Birçok insan Ekrem İmamoğlu’nun yeniden kazanacağını öngörüyordu ancak hiç kimse bu denli bir fark beklemiyordu…

Şimdi iktidar cephesinde herkes başını ellerinin arasına alıp “Neden böyle oldu” sorusuna yanıt arıyor…

Hoş yanıtları da herkes biliyor ama kimsenin ağzını bıçak açmıyor!

En başta yapılan hata, itirazlara rağmen 2014 seçimlerinde Kadir Topbaş ve Melih Gökçek’in belediye başkan adaylığında ısrar edilmesiydi…

Her zamanki gibi parti tabanının sesine ve arzusuna kulak verilmemişti…

Kadir Topbaş yine rahat bir şekilde kazandı ancak Melih Gökçek ipi burun farkıyla göğüsledi…

Sonra halkın oyuyla seçilmiş bu iki başkanın görevden istifa ettirilmesi suretiyle ikinci büyük hata yapıldı…

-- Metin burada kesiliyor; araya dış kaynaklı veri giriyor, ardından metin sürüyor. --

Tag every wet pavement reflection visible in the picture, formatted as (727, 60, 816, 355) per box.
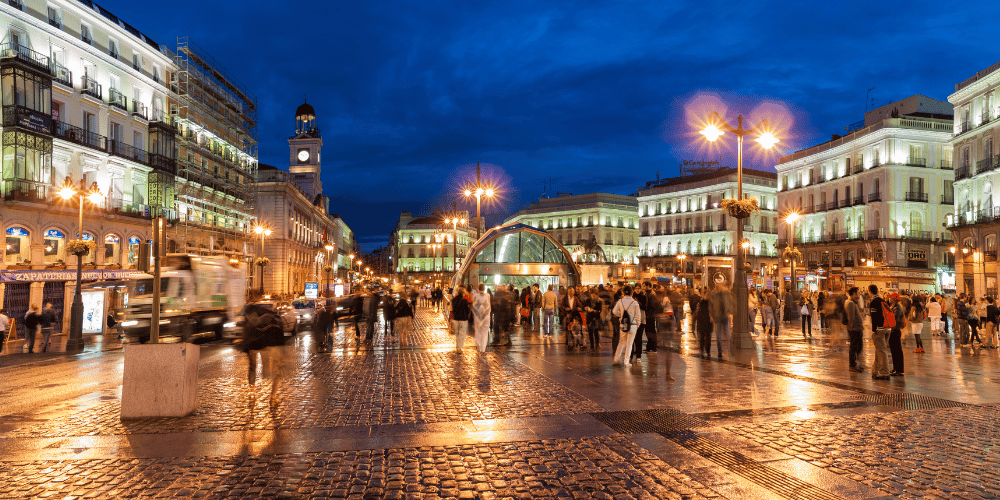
(0, 308, 996, 498)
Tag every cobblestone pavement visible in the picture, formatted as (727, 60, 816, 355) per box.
(0, 435, 718, 500)
(6, 307, 1000, 498)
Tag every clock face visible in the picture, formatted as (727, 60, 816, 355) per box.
(297, 149, 310, 162)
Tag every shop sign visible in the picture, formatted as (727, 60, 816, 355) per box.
(304, 282, 318, 299)
(0, 269, 143, 282)
(907, 249, 927, 261)
(6, 227, 28, 237)
(44, 229, 64, 239)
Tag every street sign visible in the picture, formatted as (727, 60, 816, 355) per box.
(304, 282, 319, 299)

Milletin iradesini her şeyin üstünde tutan AK Parti, böylesi bir tasarrufta bulunarak milletin iradesini adeta çiğnedi…

Hal böyle olunca da başkanları istifa ettirilen İstanbul ve Ankara’da seçimler kaybedildi…

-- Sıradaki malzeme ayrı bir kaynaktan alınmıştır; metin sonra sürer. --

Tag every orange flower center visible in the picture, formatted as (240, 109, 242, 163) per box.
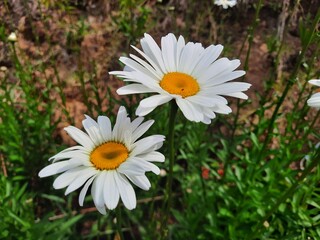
(159, 72, 200, 98)
(90, 142, 128, 170)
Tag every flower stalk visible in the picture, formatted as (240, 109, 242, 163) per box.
(116, 207, 125, 240)
(160, 101, 178, 238)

Daha sonra 31 Mart’ta yapılan İstanbul Büyükşehir Belediye başkanlığı seçimi vatandaşın içine sinmeyen ve hemen hiç kimseyi ikna etmeyen gerekçelerle iptal edildi, ettirildi…

Bir kişinin karşısına Cumhurbaşkanı, İstanbul Büyükşehir Belediye Başkan Adayı, MHP lideri, İçişleri Bakanı, diğer bakanlar, milletvekilleri, diğer illerin belediye başkanları, STK’lar, medya organları ve bilumum devlet gücüyle çıkıldı…

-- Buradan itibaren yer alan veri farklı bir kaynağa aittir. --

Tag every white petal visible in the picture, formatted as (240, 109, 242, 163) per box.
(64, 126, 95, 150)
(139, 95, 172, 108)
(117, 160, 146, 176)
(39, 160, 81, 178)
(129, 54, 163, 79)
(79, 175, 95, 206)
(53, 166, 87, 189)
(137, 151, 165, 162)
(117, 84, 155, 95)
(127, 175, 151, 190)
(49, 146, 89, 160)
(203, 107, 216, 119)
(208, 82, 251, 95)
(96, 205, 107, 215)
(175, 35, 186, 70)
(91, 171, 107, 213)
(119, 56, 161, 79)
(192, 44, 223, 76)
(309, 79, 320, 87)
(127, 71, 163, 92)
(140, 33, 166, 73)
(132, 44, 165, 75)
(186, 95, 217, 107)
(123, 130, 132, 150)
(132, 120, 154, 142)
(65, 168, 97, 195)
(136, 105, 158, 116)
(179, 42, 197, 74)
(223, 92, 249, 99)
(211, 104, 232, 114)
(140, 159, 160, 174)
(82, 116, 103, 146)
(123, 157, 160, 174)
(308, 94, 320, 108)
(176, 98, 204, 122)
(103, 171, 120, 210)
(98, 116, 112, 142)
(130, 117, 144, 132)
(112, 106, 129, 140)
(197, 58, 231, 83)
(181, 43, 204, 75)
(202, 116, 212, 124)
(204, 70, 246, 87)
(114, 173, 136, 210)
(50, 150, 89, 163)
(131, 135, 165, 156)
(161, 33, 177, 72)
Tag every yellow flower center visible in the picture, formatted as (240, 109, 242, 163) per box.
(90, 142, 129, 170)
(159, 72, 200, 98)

Bu kişiler ve imkanlar bir şekilde kabul görebilirdi ancak son kertede İmralı’daki bebek katilinin bir anlamda sahaya sürülmesi bardağı taşıran son damla oldu…

Tüm bunların yanında ülkedeki ekonomik kriz, ülke genelindeki adam kayırma ve torpil iddiaları, muhalefet partilerine geçen belediyelerden yayılan pis dedikodular, gösteriş merakı ve israf, her ne kadar inkar edilse de kibir, gurur ve vatandaşa tepeden bakma, insanları hain, terörist, FETÖ’cü, şucu bucu diye yaftalama, sürekli azarlayan öfkeli bir dil, bakkal dükkanı bile emanet edilemeyecek ve de hiçbir özelliği olmayan kişilerin en etkili makamlara getirilişi, karar mekanizmalarında tabanın sesine kulak verilmeyişi, kuruluş ilkelerinden ve ruhundan uzaklaşılması, Pelikancı medya ve sosyal medyadaki trol kafası ve daha birçok sebep AK Parti’ye ve Erdoğan’a bu en büyük yenilgisini tattırdı…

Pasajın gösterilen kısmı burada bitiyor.